But if that were possible, then wouldn't it be one of the greatest tax loopholes of all time? If it were possible, couldn't every business just shift taxable income between tax years at will, simply by claiming an owner wasn't reimbursed in the past but the business wants to take a deduction now for prior year expenses it didn't deduct in the year paid?. Interesting thought, but, while I haven't looked lately, if these UPE are of the type that would usually be covered by an accountable plan, don't those plans have some sort of time-limit requirements?
This could most easily be exploited by sole proprietors, even more so than partners.. Sole proprietorship isn't an entity, right, so how would that work? Plus, in a partnership context, wouldn't it mess with the sharing percentages?
I was hoping if they were unable to take a tax deduction it might help sway the judge into not giving the other member the reimbursement or at least reducing the amount as they would be losing the tax benefit.. Until I saw this, I thought this was solely a tax question, i.e., that you as preparer would be objective and not have a conflict of interest. Be careful.

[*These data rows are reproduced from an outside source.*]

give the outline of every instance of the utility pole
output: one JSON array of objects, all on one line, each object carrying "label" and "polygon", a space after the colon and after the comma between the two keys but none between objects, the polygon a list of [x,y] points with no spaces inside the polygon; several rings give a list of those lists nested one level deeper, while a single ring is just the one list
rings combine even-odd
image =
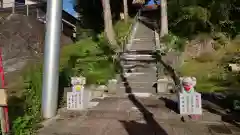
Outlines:
[{"label": "utility pole", "polygon": [[47,1],[46,21],[42,114],[48,119],[57,113],[62,0]]}]

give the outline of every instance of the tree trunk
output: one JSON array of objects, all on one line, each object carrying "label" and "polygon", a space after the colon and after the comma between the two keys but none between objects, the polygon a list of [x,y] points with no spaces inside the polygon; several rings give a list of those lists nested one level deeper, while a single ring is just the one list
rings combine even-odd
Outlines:
[{"label": "tree trunk", "polygon": [[168,18],[167,18],[167,0],[161,0],[161,32],[163,37],[168,34]]},{"label": "tree trunk", "polygon": [[128,1],[123,0],[123,9],[124,9],[124,21],[128,21]]},{"label": "tree trunk", "polygon": [[113,49],[117,49],[117,41],[115,39],[115,33],[113,30],[112,24],[112,14],[111,14],[111,7],[110,7],[110,0],[102,0],[103,4],[103,12],[104,12],[104,32],[109,41],[112,45]]}]

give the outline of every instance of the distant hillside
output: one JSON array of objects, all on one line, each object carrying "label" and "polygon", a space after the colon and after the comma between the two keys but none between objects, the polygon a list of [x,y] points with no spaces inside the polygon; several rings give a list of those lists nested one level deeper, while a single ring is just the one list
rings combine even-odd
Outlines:
[{"label": "distant hillside", "polygon": [[[3,50],[5,72],[19,71],[28,60],[37,60],[36,56],[41,56],[43,53],[44,34],[45,24],[35,18],[13,14],[2,19],[0,47]],[[70,43],[72,40],[62,34],[61,46]]]}]

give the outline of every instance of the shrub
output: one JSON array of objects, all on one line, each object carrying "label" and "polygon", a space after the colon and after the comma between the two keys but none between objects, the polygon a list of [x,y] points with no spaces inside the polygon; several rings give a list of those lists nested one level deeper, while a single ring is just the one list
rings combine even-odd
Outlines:
[{"label": "shrub", "polygon": [[198,62],[213,62],[215,60],[215,56],[212,53],[202,53],[200,56],[195,58]]}]

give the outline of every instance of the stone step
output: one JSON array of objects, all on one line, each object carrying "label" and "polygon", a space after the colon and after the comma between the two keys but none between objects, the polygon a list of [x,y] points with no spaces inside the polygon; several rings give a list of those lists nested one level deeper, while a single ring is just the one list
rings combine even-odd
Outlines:
[{"label": "stone step", "polygon": [[128,82],[156,82],[157,76],[156,74],[153,75],[146,75],[146,74],[130,74],[125,75],[125,80]]},{"label": "stone step", "polygon": [[125,73],[130,73],[130,74],[144,74],[145,72],[149,71],[151,68],[151,70],[154,70],[155,73],[157,74],[157,68],[156,67],[130,67],[130,68],[124,68],[123,71]]},{"label": "stone step", "polygon": [[121,52],[121,54],[149,54],[154,55],[154,50],[126,50],[125,52]]},{"label": "stone step", "polygon": [[120,56],[122,59],[140,59],[140,60],[152,60],[154,57],[149,54],[123,54]]},{"label": "stone step", "polygon": [[156,89],[154,87],[130,87],[130,89],[126,89],[125,87],[120,87],[117,90],[117,95],[124,96],[126,93],[149,93],[149,94],[156,94]]},{"label": "stone step", "polygon": [[135,62],[143,62],[143,63],[156,63],[155,58],[120,58],[121,61],[135,61]]},{"label": "stone step", "polygon": [[151,81],[151,82],[129,82],[129,83],[121,83],[118,84],[119,88],[125,88],[126,86],[130,86],[130,88],[140,88],[140,89],[144,89],[144,88],[154,88],[156,87],[156,80],[155,81]]}]

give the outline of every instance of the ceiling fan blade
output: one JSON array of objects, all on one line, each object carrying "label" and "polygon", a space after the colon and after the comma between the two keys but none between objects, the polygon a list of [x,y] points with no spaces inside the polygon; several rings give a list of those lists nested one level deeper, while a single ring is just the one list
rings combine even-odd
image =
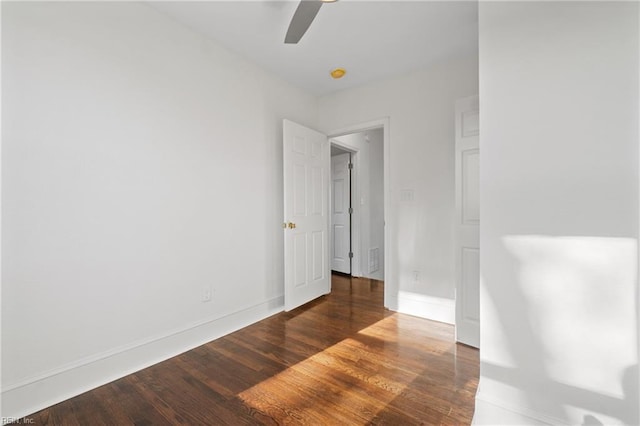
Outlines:
[{"label": "ceiling fan blade", "polygon": [[295,44],[300,41],[304,33],[307,32],[309,26],[313,22],[313,19],[318,14],[318,11],[322,7],[321,0],[302,0],[298,4],[296,13],[291,18],[287,35],[284,38],[284,42],[287,44]]}]

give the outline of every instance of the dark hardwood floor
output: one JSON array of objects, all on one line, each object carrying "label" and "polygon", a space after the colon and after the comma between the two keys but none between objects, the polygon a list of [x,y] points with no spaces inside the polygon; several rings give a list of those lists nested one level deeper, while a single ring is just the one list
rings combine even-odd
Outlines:
[{"label": "dark hardwood floor", "polygon": [[471,422],[478,351],[450,325],[382,307],[383,284],[333,290],[31,416],[43,425]]}]

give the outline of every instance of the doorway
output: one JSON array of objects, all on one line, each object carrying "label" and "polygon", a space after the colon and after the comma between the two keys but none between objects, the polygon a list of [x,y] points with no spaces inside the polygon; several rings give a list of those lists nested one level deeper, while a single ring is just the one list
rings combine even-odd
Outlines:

Before you mentioned hoping for a particular result, I was thinking the following:
An expense of even a closed business is sometimes deductible in a later year. So, is this general rule, from
McKinsey, An expense, otherwise deductible under section 162 or section 212, may remain so even though the business or the income-producing activity out of which it arose has since terminated. See, e.g., Kornhauser v. United States [1 USTC ¶ 284], 276 U.S. 145 (1928); Flood v. United States [43-1 USTC ¶ 9259], 133 F. 2d 173, 178-179 (1st Cir. 1943); Dowd v. Commissioner [Dec. 34,430], 68 T.C. 294, 301-302 (1977); Burrows v. Commissioner [Dec. 34,430], 38 B.T.A. 236, 238 (1938). However, deductibility in such a situation is premised on a showing that the expenses sought to be deducted are directly connected with or proximately resulted from the taxpayer's since-terminated business or income-producing activity. Kornhauser v. United States, supra at 153; Flood v. United States, supra at 178.
,
overridden by
McLAUCHLAN, even if, say, they timely amend the operating agreement, as allowed by reg. 1.761-1(c), to make the prior years' expense(s) deductible upon reimbursement,
(c) Partnership agreement. For the purposes of subchapter K, a partnership agreement includes the original agreement and any modifications thereof agreed to by all the partners or adopted in any other manner provided by the partnership agreement. Such agreement or modifications can be oral or written. A partnership agreement may be modified with respect to a particular taxable year subsequent to the close of such taxable year, but not later than the date (not including any extension of time) prescribed by law for the filing of the partnership return. As to any matter on which the partnership agreement, or any modification thereof, is silent, the provisions of local law shall be considered to constitute a part of the agreement.